In this article we will take a look at some of the guiding principles which are beneficial while working with large code base.

The whole idea of this post is to collect and come up with a checklist of significant approaches and ways to deal with large and legacy code bases.

The readers are welcome to share more tools, methods and approaches in the comments section below.

1. Onboarding Documentation

Ask if there is onboarding documentation, or someone who can give you a high-level overview of the codebase. Typically finding a person with a lot of context on the code is the fastest and most thorough way to understand the responsibilities and layouts of a codebase. Ask if they can draw an ER(Entity Relationship) diagram, it’s extremely valuable documentation for any additional developers.

Show me your flowcharts and conceal your tables, and I shall continue to be mystified.
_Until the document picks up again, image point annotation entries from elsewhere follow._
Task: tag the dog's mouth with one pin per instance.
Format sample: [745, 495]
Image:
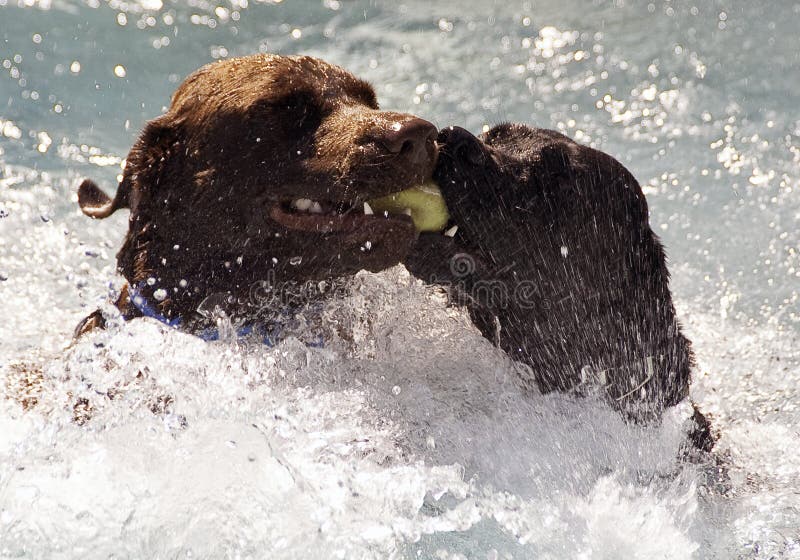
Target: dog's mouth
[320, 216]
[421, 207]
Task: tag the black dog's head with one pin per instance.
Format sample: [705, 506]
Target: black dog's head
[258, 172]
[535, 179]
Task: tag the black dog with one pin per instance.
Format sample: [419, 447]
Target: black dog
[556, 262]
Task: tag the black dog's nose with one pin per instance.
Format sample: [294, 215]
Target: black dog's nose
[462, 144]
[412, 138]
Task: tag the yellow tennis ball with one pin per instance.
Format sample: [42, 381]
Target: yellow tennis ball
[425, 202]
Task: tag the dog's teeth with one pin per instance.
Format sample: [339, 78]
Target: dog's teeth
[302, 204]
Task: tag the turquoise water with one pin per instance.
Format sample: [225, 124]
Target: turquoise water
[700, 101]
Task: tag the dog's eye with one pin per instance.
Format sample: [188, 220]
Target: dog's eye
[298, 109]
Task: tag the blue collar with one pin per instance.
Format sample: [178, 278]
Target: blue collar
[270, 335]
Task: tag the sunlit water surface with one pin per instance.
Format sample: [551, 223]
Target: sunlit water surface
[407, 438]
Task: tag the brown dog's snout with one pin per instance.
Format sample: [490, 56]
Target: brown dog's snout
[411, 139]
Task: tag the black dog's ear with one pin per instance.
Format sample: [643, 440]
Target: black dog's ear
[97, 204]
[147, 156]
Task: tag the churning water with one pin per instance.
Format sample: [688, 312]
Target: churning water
[408, 437]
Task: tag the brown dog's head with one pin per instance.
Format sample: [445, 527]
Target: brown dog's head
[259, 171]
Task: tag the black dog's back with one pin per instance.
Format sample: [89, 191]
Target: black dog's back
[565, 273]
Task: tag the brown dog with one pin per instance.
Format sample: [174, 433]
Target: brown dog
[258, 173]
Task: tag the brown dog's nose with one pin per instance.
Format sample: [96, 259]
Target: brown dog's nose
[410, 138]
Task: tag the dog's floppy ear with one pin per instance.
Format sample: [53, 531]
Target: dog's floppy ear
[145, 160]
[97, 204]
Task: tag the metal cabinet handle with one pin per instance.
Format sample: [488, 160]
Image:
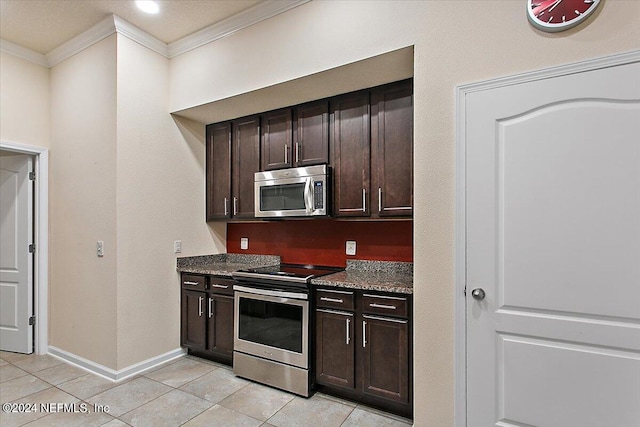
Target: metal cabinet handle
[385, 319]
[348, 331]
[390, 307]
[331, 300]
[364, 333]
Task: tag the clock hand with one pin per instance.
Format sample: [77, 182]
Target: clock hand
[555, 5]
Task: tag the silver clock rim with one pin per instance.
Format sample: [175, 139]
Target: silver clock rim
[554, 28]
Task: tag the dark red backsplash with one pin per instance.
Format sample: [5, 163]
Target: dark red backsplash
[322, 242]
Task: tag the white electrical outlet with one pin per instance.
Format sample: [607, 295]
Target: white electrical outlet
[351, 247]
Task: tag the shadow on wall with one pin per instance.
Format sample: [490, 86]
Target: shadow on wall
[194, 135]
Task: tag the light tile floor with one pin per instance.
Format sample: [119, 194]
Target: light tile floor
[185, 392]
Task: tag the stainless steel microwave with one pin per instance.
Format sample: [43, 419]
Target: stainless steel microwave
[294, 192]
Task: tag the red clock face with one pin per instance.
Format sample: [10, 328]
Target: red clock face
[558, 15]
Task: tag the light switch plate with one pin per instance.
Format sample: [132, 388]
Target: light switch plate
[351, 247]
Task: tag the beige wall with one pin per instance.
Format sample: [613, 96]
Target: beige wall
[24, 102]
[125, 172]
[455, 42]
[160, 198]
[82, 287]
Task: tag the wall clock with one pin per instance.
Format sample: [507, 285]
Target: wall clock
[559, 15]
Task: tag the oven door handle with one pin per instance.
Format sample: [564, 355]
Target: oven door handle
[270, 292]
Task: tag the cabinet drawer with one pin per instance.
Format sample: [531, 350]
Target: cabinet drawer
[386, 305]
[218, 285]
[193, 282]
[330, 298]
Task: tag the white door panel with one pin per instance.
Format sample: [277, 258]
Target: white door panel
[553, 238]
[16, 263]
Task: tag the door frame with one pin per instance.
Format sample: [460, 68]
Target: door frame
[41, 232]
[461, 91]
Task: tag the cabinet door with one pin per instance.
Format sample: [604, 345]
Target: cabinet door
[193, 325]
[311, 145]
[218, 170]
[246, 162]
[276, 139]
[220, 327]
[392, 149]
[385, 354]
[350, 142]
[335, 364]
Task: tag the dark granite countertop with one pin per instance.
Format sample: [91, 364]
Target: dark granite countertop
[223, 264]
[381, 276]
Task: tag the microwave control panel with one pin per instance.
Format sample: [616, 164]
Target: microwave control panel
[318, 195]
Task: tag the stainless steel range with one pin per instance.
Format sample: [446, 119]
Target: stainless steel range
[272, 325]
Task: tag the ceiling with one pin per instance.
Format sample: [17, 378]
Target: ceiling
[43, 25]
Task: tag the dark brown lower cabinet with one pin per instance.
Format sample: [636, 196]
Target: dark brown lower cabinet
[335, 348]
[363, 348]
[220, 325]
[193, 333]
[385, 367]
[207, 317]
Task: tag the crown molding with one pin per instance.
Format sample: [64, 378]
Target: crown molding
[114, 24]
[137, 35]
[23, 53]
[93, 35]
[260, 12]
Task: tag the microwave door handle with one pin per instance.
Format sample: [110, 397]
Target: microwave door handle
[308, 195]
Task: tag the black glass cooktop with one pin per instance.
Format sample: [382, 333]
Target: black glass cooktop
[286, 272]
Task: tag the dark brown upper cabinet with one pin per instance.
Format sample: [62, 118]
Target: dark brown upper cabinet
[365, 136]
[311, 139]
[294, 137]
[392, 149]
[246, 162]
[350, 148]
[277, 139]
[218, 171]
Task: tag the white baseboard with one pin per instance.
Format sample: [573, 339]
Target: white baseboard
[111, 374]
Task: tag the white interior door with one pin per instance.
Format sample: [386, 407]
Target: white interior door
[16, 263]
[553, 240]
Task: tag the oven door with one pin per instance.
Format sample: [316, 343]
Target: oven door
[272, 324]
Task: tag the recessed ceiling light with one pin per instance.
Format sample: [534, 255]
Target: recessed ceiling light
[148, 6]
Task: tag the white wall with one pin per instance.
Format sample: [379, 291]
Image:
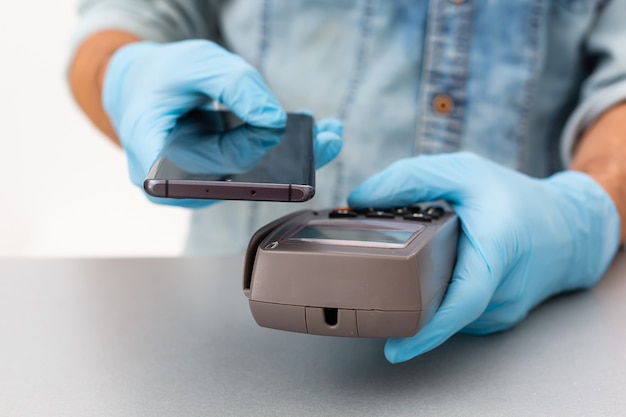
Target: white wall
[64, 189]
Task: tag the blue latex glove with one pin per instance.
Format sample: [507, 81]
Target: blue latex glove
[148, 86]
[523, 239]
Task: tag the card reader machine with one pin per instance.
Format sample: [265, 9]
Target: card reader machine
[356, 273]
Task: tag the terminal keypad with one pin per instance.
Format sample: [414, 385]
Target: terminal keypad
[414, 212]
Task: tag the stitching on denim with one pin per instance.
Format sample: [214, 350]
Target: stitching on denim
[264, 33]
[353, 86]
[430, 131]
[531, 85]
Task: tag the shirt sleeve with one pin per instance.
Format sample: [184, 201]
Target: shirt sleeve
[606, 85]
[157, 20]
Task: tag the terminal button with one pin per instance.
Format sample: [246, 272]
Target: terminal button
[380, 214]
[419, 217]
[342, 212]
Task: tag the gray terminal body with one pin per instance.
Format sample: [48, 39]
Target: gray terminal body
[358, 275]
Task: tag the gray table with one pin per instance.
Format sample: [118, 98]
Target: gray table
[174, 337]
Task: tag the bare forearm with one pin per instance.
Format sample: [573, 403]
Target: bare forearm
[86, 75]
[601, 153]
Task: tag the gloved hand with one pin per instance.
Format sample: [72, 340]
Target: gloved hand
[148, 86]
[523, 239]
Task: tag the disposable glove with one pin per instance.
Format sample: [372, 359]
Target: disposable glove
[148, 86]
[523, 239]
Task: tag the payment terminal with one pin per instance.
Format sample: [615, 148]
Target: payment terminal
[355, 273]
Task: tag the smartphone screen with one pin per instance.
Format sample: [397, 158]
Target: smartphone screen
[214, 155]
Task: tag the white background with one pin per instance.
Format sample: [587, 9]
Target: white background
[64, 187]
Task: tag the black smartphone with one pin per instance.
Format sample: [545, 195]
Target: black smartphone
[212, 154]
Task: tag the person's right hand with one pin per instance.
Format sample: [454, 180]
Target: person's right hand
[148, 86]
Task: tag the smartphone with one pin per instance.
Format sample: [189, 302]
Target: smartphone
[211, 154]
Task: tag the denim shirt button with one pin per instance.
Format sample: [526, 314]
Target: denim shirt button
[443, 104]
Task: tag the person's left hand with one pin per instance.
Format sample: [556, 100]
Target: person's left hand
[523, 239]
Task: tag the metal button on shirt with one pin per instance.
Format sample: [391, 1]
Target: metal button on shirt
[443, 104]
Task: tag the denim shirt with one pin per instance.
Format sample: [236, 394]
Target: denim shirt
[514, 81]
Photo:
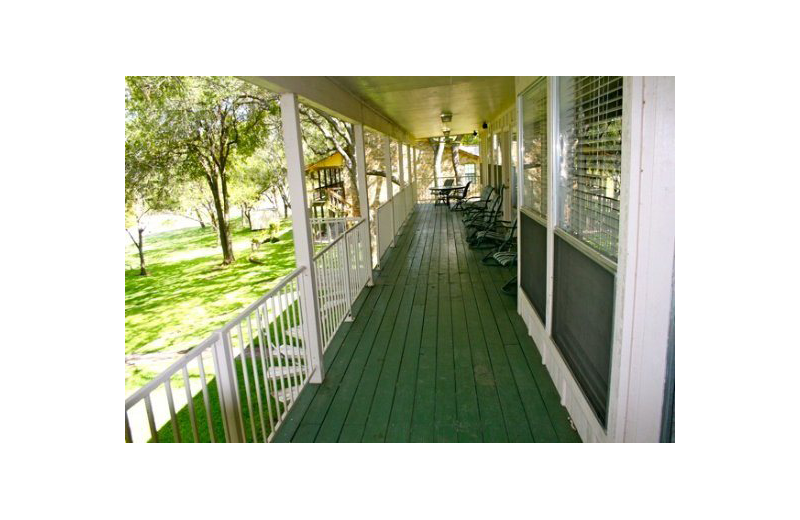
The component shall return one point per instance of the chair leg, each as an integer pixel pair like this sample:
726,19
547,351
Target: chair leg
510,287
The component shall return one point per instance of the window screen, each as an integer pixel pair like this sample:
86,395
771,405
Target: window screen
513,166
590,153
534,148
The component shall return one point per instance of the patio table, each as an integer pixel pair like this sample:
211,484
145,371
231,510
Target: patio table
446,191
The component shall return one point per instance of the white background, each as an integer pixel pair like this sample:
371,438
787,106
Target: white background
736,283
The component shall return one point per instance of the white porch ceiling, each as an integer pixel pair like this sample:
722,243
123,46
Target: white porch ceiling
416,103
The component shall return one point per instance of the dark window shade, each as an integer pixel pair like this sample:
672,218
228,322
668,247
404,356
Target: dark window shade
583,317
533,263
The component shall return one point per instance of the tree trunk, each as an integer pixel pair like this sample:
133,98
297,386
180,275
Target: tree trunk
223,227
140,247
438,152
456,162
200,218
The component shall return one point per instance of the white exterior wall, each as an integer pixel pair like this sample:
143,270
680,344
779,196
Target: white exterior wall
643,292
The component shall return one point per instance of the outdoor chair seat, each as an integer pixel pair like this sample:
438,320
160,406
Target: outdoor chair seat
460,196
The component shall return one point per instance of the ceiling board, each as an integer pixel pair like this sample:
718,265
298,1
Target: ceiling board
416,102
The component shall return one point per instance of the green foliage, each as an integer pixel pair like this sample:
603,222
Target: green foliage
187,296
180,129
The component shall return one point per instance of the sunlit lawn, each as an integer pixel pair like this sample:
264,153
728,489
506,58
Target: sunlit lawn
188,294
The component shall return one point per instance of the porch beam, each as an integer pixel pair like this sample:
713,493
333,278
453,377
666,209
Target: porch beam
301,227
363,192
324,93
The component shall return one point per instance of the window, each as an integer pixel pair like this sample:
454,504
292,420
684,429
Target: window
534,149
513,167
590,156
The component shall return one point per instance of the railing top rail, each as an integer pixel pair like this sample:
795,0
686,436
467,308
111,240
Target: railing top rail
250,308
168,372
336,240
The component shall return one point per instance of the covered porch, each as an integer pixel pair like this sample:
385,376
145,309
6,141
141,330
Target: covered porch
394,330
435,353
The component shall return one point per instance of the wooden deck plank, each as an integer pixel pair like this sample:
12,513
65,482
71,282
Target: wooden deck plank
399,429
423,416
354,428
374,338
380,408
436,353
445,408
324,393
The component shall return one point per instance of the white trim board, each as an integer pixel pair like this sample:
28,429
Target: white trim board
584,419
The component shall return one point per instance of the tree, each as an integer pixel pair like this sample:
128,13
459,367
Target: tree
437,143
199,126
144,193
455,146
323,135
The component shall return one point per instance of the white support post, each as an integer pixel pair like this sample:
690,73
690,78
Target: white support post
301,227
400,164
507,164
387,152
363,194
413,174
520,190
644,290
552,196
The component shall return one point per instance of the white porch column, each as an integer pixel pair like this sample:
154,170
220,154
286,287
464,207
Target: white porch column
413,173
363,193
387,161
303,249
402,175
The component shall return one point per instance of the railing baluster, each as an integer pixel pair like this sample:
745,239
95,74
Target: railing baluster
279,338
243,357
128,436
190,403
296,369
217,376
295,342
271,358
255,379
229,380
206,399
305,331
173,418
262,344
150,420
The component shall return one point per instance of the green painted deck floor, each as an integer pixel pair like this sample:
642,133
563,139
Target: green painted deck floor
436,353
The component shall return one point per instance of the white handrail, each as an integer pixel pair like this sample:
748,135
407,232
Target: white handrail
264,344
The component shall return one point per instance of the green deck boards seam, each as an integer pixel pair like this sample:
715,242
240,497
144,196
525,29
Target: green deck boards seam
436,353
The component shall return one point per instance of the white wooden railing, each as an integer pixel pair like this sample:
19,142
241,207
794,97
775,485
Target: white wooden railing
391,216
239,384
342,270
260,365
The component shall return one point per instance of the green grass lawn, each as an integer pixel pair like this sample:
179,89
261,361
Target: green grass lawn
188,294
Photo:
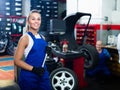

Show me your tables, and I won’t usually need your flowcharts; they’ll be obvious.

— Fred Brooks

2. Read Documentation

Read all the documentation possible, especially design documentation. This should hopefully give you some clues as to both function (what) and purpose (why). The discussion around this will also introduce you to the major players in the architecture of the codebase.

Documentation is the castor oil of programming.

— Gerald Weinberg, The Psychology of Computer Programming

Note this does not necessarily mean formalized design docs, it could just be searching for any README’s or relevant wiki pages. You’re just gathering threads at this point, and documentation tends to be a lot more compact and easily digestible than foreign code.

3. Look at the models

Look at the models – there will be compact representations of data at some point. This gives good insight into the shared language of the code and can give a lot of clues about how things are done. They also tend to be a lot more human-readable than other pieces of code, so this is a plus.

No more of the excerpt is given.